Sure, all judges judge, but not all with the same power. Lower court judges always have to deal with disappointed parties tattling on them to the principal appellate court's office, sniffling about how this or that judge abused his discretion, then called them names, and made faces during closing argument, and acted like he didn't mean it when he said "decedent" instead of "defendant."

Most likely, though, the appellate court will defer to the lower court's findings of fact, as opposed to law.
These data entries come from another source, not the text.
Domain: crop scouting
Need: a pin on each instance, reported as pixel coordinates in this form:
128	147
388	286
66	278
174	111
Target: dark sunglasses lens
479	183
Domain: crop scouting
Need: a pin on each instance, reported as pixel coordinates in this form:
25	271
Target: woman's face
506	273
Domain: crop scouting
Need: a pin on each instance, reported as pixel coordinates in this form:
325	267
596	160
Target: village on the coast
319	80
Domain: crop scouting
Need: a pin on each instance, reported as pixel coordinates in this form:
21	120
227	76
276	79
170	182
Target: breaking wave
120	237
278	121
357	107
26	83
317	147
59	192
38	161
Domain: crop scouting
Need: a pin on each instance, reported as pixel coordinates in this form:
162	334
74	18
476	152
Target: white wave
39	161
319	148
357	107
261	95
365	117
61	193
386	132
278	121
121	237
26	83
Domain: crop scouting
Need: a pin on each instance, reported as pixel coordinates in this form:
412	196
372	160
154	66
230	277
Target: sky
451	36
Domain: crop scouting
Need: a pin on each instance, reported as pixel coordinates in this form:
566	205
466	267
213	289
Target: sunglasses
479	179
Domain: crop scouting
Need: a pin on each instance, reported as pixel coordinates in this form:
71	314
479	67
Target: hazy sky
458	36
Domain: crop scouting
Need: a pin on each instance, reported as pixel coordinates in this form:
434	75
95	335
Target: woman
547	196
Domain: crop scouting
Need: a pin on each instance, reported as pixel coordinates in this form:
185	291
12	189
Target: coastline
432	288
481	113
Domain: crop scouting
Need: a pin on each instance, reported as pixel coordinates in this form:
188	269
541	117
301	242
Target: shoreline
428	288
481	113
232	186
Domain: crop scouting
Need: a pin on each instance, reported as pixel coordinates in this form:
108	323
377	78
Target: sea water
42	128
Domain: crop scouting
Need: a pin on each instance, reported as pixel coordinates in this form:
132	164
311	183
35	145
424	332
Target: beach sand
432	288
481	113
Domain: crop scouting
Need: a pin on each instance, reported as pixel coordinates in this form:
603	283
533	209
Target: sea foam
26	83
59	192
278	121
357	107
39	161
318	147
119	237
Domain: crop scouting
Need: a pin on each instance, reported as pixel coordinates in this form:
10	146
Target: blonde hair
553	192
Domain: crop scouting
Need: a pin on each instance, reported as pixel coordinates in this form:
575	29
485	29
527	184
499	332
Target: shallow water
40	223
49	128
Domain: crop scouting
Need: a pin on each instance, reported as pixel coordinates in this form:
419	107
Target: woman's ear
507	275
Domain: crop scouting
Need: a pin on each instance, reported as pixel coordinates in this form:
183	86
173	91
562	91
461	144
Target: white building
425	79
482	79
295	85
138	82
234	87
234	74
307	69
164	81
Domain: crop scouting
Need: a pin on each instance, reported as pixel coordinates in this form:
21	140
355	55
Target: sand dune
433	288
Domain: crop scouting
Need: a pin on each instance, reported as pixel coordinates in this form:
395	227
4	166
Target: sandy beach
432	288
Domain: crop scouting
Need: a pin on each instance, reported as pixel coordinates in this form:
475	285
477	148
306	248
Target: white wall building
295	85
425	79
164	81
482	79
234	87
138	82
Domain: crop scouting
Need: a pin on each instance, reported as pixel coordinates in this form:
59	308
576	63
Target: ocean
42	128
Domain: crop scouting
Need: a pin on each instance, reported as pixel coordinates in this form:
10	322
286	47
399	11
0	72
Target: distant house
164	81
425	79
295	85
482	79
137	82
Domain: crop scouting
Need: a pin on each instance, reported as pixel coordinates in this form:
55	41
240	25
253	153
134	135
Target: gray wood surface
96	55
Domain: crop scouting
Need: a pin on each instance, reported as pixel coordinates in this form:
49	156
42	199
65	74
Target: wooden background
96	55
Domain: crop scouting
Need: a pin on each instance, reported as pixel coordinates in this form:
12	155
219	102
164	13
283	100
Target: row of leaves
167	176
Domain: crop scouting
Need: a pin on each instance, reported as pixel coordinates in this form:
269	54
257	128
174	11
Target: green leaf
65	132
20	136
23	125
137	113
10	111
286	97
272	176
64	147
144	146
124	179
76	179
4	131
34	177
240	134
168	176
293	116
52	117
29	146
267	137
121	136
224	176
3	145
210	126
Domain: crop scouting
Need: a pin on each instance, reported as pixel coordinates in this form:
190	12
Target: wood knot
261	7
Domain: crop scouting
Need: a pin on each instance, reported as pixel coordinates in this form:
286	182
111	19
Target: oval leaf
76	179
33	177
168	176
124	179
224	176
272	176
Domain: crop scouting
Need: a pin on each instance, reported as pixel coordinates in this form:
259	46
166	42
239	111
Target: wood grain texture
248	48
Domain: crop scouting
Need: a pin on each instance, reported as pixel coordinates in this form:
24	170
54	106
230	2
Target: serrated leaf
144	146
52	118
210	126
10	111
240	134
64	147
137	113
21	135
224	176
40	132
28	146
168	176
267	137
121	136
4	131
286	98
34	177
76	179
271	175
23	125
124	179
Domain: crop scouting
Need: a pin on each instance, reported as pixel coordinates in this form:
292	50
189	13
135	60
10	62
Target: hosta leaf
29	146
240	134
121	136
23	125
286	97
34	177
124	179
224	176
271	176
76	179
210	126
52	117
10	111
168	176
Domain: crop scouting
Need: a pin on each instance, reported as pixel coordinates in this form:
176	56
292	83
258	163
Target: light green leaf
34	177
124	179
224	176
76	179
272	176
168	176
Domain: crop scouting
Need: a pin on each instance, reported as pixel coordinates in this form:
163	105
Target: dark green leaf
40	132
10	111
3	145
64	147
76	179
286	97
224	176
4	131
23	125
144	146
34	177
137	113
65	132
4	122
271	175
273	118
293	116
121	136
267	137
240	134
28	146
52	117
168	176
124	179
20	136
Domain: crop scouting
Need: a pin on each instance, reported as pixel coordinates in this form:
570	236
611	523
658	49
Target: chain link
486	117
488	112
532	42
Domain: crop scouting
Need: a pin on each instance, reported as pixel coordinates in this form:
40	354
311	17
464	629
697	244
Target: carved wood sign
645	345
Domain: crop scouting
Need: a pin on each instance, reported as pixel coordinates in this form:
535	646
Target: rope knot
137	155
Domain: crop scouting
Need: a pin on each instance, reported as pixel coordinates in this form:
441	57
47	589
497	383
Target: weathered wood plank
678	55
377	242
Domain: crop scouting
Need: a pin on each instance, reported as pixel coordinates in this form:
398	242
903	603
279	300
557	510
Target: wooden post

Appellate courts like to consider themselves further up the steps of Sinai than lower courts, and therefore are better equipped to read the tables of law.

They know how busy lower court judges can be with just establishing the factual record – all those objections, witnesses, jurors, and the noise, noise, noise of lawyers falling in love with their own voices. With none of the facts to worry about, appellate judges can just concentrate on developing and applying legal doctrines.

Normally, appellate judges read the briefs of the parties before tearing them apart during oral argument in open court. They love to interrupt and catch lawyers off guard with absurd hypotheticals to test their positions, like "Would a sixteen-year-old Alexander Hamilton prefer Street Fighter to Mortal Kombat?", "Is this font midnight gray or battleship gray?", "Does this robe make me look fat?", and "Are you shook up, are you nervous?"

One thing all judges have in common are law clerks, the unsung Racer Xs of the legal world. While judges are dedicating a monument, exhorting college graduates at commemoration that the job market will pick up, or golfing with senators fishing for advisory opinions, law clerks are researching cases and drafting legal orders and opinions for the judge to sign off on. Judges rely extensively on law clerks for legal counsel and ghost writing so that judges can focus on what they do best: acting judicial.